There were so many instances growing up when I just didn’t get it. My mom would ramble on and it just went over my head. But, now that I’m a mom I’m starting to get it. It are those feelings, reactions and the thoughts that only come with being a mom. All of these expressions my mom used to say and things she used do keep coming on like tiny light bulbs above my head — NOW I get it. For example…
My mom would remark, “I know where every bathroom is in a tri-county area.” This was mostly due to my sister’s strong sense of thirst (or smallish bladder). At the time it seemed as though she was overreacting. However, I am quickly learning where every bathroom is in the greater Fox Valley region. Okay–you HAVE to pee, I get it.
On more than one occasion my mom threatened to run away. At the time it scared us into getting along. I laugh at it now… only because I have thought this same thing. I have yet to say it out loud, but I know it’s coming. {Sigh} I get it.

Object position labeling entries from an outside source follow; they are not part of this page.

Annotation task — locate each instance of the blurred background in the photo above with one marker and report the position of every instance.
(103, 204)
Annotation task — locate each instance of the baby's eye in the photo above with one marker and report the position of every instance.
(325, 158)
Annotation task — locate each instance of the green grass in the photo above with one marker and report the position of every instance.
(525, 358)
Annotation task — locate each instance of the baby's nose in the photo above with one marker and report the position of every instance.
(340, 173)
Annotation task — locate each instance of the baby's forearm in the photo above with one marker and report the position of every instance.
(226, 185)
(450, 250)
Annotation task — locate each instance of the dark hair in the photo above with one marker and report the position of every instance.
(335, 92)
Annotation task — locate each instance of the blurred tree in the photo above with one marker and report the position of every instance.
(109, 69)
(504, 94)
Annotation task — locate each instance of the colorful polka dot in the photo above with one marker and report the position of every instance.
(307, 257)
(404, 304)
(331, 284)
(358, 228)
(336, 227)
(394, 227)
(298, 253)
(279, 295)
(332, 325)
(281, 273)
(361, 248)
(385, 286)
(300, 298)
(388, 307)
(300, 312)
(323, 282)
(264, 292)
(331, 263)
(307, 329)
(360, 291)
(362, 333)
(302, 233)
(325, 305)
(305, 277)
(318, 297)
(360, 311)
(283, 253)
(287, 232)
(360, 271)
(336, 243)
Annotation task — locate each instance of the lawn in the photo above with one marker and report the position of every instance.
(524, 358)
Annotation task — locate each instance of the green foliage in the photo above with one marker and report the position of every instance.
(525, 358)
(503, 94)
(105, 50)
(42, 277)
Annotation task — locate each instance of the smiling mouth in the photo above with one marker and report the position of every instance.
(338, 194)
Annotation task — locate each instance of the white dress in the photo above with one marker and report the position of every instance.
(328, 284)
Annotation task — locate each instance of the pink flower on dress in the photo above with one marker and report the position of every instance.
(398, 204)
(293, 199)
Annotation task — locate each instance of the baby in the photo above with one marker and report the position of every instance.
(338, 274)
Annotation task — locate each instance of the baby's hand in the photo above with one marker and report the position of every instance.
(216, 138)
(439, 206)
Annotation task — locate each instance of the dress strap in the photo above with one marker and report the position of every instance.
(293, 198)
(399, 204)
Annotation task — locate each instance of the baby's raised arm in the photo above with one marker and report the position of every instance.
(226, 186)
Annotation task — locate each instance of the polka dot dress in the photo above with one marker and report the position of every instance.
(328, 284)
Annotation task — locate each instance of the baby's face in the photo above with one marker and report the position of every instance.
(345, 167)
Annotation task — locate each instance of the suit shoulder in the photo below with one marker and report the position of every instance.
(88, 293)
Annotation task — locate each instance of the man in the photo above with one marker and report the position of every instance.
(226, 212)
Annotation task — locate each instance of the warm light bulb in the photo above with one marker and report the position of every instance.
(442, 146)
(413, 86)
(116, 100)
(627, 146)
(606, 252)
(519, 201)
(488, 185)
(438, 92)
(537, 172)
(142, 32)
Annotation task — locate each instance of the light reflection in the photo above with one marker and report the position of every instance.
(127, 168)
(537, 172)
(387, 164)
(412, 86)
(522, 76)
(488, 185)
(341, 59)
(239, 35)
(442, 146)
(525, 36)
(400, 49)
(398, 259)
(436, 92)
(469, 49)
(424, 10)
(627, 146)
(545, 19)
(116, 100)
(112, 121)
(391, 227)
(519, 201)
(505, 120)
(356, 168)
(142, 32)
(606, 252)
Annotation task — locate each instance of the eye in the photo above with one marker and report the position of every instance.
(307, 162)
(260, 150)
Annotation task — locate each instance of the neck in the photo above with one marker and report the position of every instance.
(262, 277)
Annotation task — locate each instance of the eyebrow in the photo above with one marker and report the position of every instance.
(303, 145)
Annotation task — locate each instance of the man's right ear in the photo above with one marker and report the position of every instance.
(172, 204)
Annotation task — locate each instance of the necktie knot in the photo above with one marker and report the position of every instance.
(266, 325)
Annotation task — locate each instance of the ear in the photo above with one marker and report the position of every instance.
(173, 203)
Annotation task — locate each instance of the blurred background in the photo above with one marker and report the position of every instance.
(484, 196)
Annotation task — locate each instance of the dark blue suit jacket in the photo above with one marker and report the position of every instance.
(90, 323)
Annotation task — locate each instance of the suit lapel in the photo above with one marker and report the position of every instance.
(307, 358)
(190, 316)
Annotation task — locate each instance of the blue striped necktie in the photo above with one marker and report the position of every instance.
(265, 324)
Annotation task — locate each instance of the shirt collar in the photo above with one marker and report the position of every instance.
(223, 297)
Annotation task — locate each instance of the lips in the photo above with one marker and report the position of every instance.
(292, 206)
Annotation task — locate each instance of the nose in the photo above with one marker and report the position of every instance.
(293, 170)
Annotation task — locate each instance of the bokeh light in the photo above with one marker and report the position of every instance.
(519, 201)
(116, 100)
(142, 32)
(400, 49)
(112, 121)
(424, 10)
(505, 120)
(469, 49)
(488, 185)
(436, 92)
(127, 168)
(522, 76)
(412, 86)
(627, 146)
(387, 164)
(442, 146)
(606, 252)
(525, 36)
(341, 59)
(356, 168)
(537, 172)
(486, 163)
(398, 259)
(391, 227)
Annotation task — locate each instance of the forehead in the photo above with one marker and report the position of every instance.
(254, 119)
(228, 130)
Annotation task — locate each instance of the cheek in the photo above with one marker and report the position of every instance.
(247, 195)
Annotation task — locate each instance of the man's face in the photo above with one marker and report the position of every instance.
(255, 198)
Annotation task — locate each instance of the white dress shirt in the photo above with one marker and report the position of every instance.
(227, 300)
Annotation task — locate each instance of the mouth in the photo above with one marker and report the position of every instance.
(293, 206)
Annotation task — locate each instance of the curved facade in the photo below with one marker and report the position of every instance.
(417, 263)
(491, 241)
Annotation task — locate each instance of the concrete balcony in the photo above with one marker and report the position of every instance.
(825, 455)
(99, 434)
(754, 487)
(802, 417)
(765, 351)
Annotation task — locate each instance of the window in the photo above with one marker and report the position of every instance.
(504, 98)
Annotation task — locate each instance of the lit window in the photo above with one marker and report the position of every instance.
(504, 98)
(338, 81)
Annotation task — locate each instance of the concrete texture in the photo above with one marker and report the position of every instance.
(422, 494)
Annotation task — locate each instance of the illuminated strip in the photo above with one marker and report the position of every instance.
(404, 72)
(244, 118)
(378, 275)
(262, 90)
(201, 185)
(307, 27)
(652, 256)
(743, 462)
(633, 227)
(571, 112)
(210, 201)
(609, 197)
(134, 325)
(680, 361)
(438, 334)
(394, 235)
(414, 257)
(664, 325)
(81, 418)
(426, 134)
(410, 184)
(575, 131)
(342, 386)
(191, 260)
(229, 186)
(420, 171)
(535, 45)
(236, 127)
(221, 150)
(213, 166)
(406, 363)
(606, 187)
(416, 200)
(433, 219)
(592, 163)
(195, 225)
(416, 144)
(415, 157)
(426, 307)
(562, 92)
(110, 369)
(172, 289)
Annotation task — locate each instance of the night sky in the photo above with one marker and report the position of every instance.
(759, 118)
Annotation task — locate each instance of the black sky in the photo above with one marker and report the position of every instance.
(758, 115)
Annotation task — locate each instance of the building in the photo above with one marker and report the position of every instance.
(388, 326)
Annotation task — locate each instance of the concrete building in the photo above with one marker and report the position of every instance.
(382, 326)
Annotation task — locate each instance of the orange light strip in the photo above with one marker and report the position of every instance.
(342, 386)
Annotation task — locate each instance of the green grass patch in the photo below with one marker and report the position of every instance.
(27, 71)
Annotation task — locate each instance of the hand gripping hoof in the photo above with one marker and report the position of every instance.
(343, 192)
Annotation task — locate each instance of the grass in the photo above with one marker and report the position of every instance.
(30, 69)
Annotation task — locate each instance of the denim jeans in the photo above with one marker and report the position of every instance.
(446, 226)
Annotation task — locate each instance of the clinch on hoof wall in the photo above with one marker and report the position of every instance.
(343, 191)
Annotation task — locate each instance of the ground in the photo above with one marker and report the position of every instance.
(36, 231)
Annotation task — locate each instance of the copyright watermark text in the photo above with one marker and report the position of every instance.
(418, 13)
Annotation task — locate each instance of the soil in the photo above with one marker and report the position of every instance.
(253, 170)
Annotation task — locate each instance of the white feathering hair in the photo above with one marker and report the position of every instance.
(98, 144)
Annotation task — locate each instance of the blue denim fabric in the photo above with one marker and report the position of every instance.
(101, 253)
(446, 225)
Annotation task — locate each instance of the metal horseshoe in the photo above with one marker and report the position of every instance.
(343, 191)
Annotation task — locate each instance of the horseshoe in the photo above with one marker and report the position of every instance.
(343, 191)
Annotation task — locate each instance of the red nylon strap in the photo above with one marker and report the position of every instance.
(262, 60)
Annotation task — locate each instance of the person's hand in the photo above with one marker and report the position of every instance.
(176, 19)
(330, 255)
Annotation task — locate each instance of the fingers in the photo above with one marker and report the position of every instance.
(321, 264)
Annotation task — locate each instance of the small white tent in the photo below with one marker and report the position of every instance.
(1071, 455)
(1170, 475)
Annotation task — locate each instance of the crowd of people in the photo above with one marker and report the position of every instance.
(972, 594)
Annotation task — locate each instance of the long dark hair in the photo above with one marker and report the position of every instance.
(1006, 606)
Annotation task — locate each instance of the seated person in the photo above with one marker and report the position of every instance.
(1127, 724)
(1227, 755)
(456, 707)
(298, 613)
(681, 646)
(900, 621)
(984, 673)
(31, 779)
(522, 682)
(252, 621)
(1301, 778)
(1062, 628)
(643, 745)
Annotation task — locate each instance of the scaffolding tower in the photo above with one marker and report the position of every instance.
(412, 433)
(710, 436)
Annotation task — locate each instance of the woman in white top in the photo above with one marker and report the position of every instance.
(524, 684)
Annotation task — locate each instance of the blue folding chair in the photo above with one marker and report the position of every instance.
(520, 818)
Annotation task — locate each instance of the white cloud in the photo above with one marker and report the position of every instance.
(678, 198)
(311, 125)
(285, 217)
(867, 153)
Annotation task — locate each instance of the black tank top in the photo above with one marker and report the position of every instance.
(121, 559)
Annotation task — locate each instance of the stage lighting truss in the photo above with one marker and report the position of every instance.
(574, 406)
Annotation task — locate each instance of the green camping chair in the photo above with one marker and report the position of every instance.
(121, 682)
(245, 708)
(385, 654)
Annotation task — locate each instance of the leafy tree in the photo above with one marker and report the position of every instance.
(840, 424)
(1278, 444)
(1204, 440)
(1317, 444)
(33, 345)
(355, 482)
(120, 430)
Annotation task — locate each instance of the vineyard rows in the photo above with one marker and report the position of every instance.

My sister and I would whine when my mom would play Saturday at the Seventies on the radio as we were out shopping. We couldn’t understand at that time that there is something soothing and nostalgic about listening to music of your time. I get it now (cue Destiny’s Child).
While watching The Christmas Story one year, I remember my mom saying, “I’m just like that mom.” Huh? We didn’t eat cabbage soup or have a leg lamp in the window. But, for some reason the following quote resonates through my head at most dinners: My mother had not had a hot meal for herself in 15 years. Or, it may have been the part where she repeated “You’ll shoot your eye out” ump-teen times and Ralphie STILL nearly shot his eye out. Yup, I get it.
I couldn’t understand why my mom would go out for a walk at the crack of dawn — only her and the dog. How lonely, quiet, and dark was that? Oh wait, I totally get it.
I remember my mom saying, “I didn’t mind when my kids were sick because that was the only time they cuddled.” What? Who wants their kids to be sick. Clearly no one. But, those snuggles go by the wayside way too quickly in my book. Sometimes you have to take the cuddles any way you can. I {sniffle} get it.
My mom will still say, “My heart is full. I have all my chicks home.” I loathe the day my chicks move away. Even now, when one of them is gone my house is far too quiet. I wish I didn’t get it.
There are so many it(s) that I have left to experience. I’m sure I will find the right time to use the phrase “life’s not fair” and I will understand why grand kids are better than my own kids. But until then, if you see a cartoon-like light bulb above my head, don’t worry. It’s just me getting it.